"Rozczarowujący wynik produkcji przemysłowej może być sygnałem wyhamowywania wysokiego tempa wzrostu gospodarczego. Tak silnego spadku rocznego tempa wzrostu nie tłumaczą bowiem negatywne efekty statystyczne - mniejsza liczba dni roboczych i przesunięcie okresu Wielkanocnego. Najbardziej niepokojące są jednak negatywne wyniki branż eksportowych" - powiedział analityk banku BPH, Adam Antoniak.
Według niego słaby wynik produkcji może wymagać rewizji prognozy PKB za I kwartał 2008, jednak eksperci BPH postanowili wstrzymać się ze zmianami do wtorku, 22 kwietnia, gdy Główny Urząd Statystyczny (GUS) opublikuje kwartalne dane o produkcji przemysłowej i sprzedaży detalicznej.

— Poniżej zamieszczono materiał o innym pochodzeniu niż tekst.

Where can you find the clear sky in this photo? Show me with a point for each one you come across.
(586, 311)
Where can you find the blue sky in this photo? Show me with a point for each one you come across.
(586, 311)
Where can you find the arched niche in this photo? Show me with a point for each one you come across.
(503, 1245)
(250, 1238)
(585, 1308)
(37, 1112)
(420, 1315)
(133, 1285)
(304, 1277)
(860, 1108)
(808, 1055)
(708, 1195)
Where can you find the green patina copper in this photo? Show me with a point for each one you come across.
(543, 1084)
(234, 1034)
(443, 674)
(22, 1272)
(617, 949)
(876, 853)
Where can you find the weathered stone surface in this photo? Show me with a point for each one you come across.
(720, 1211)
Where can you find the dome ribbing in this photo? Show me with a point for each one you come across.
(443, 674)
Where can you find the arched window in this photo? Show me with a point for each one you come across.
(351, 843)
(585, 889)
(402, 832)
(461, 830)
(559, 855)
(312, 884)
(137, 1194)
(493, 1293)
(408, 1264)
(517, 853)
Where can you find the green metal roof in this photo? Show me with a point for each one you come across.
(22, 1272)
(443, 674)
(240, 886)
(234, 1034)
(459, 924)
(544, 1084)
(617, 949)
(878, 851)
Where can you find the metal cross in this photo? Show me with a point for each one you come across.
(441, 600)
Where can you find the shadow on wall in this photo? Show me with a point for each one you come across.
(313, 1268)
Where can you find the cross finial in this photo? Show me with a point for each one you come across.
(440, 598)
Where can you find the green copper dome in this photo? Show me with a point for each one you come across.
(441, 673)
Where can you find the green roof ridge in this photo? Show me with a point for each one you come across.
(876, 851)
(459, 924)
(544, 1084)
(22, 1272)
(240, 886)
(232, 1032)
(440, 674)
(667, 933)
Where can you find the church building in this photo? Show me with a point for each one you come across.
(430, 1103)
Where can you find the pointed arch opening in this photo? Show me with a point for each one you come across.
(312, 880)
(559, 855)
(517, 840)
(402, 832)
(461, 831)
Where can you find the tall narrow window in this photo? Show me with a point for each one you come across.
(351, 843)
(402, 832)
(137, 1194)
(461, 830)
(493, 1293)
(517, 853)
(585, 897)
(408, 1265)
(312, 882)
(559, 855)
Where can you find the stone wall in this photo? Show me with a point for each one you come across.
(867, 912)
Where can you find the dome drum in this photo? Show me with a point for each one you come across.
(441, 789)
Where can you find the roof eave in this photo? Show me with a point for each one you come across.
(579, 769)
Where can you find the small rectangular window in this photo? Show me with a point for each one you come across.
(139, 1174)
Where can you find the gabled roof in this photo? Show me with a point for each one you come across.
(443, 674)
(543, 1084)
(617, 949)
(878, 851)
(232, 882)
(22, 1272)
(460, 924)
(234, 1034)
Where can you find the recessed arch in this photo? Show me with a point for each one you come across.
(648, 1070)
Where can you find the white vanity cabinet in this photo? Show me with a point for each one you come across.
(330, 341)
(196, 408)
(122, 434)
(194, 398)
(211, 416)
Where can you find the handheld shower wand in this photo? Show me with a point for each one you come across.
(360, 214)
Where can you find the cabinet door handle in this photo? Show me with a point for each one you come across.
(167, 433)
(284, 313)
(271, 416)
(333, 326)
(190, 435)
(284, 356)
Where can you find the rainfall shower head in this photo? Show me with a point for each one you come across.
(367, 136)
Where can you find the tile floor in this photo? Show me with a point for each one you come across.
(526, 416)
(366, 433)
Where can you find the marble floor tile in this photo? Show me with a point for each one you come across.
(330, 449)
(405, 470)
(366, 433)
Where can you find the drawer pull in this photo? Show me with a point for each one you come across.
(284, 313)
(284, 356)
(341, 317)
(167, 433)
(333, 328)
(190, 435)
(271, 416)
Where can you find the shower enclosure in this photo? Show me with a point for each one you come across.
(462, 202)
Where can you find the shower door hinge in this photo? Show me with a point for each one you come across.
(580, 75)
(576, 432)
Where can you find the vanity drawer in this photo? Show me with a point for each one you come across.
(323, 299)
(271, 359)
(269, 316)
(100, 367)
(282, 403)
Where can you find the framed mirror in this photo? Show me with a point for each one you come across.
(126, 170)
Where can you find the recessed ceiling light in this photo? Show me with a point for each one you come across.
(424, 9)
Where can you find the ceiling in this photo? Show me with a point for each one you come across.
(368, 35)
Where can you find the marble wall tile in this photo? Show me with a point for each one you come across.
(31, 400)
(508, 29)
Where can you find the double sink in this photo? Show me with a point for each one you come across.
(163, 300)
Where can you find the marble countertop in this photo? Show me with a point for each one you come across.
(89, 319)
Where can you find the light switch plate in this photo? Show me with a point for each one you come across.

Z analitykiem BPH zgadza się główny ekonomista X-Trade Brokers, Przemysław Kwiecień, podkreślając mocno, że tak słaba dynamika produkcji miała miejsce mimo 2 dni roboczych więcej niż w analogicznym okresie roku ubiegłego.
"Rzut oka na dane odsezonowione napawa jednak poważnym niepokojem, ponieważ produkcja po wyeliminowaniu wahań o charakterze sezonowym wzrosła w styczniu aż o 6% m/m i w lutym o 2,2% m/m, zaś w marcu obniżyła się aż o 4,1% m/m. Są to ogromne zmiany i rodzi się pytanie, czy rzeczywiście polska gospodarka jest tak rozchwiana, czy GUS nie jest w stanie w całości wyeliminować efektów sezonowych?" - zastanawia się Kwiecień.
Ekonomista X-Trade dodaje natychmiast, że jakąkolwiek postawimy odpowiedź, wnioski są niepokojące, bo oznaczają, iż trudno jest jednoznacznie ocenić sytuację gospodarczą.